Saturday, March 21, 2015

the last book I ever read (John Calipari's Players First, excerpt six)

from Players First: Coaching from the Inside Out by John Calipari and Michael Sokolove:

My primary failure was that I did not put together a roster that made my kids compete against one another. They were too comfortable from the moment they got to campus. I had my reasons for letting the roster take the shape it did. In hindsight I can tell you what they were.

One is that I thought Marquis Teague might be with us a second year because he wouldn’t be quite ready for the NBA. I certainly hoped he would stay, for his own sake—and maybe I hoped a little too hard. That following season I was hoping the Harrison twins, point guard and shooting guard, would be with us. I didn’t want to do anything to mess up their recruitment. And I didn’t want whatever point guard I brought in to get caught between the Marquis and Andrew Harrison eras and maybe never really get a chance.
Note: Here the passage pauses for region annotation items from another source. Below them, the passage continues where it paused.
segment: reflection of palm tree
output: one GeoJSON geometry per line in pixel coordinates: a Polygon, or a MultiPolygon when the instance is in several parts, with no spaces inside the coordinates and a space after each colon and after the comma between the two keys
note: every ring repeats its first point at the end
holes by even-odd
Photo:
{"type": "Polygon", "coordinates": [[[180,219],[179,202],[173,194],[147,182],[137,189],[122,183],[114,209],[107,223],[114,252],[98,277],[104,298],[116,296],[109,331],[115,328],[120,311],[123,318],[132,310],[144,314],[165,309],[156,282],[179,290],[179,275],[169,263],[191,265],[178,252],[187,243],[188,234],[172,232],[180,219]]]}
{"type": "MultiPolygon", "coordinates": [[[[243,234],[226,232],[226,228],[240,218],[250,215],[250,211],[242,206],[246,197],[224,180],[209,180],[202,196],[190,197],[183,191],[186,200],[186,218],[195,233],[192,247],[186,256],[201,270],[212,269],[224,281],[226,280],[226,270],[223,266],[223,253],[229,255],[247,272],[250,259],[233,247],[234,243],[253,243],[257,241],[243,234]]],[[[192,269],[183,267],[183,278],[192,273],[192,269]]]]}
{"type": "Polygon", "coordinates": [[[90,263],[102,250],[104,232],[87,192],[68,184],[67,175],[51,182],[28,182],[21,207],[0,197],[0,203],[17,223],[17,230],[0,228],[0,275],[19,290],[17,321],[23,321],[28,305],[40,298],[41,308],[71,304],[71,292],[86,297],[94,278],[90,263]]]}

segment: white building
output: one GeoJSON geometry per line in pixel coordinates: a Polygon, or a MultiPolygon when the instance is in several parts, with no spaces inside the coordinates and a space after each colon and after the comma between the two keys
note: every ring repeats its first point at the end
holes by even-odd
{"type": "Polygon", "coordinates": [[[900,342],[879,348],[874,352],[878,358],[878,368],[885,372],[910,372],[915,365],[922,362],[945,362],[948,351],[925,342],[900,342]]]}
Clever, right? But I paid for it. And if I’m being 100 percent honest with myself, my team paid for it. I am not absolving them of responsibility for how they played, but nothing in my Players First philosophy says that I should protect kids from competition. It’s just the opposite. I serve them by giving them competition.

I know better than anybody that just having a group of talented guys in not enough. In college basketball you absolutely must have good guard play—and especially at the point guard position. It’s what makes everything else tick.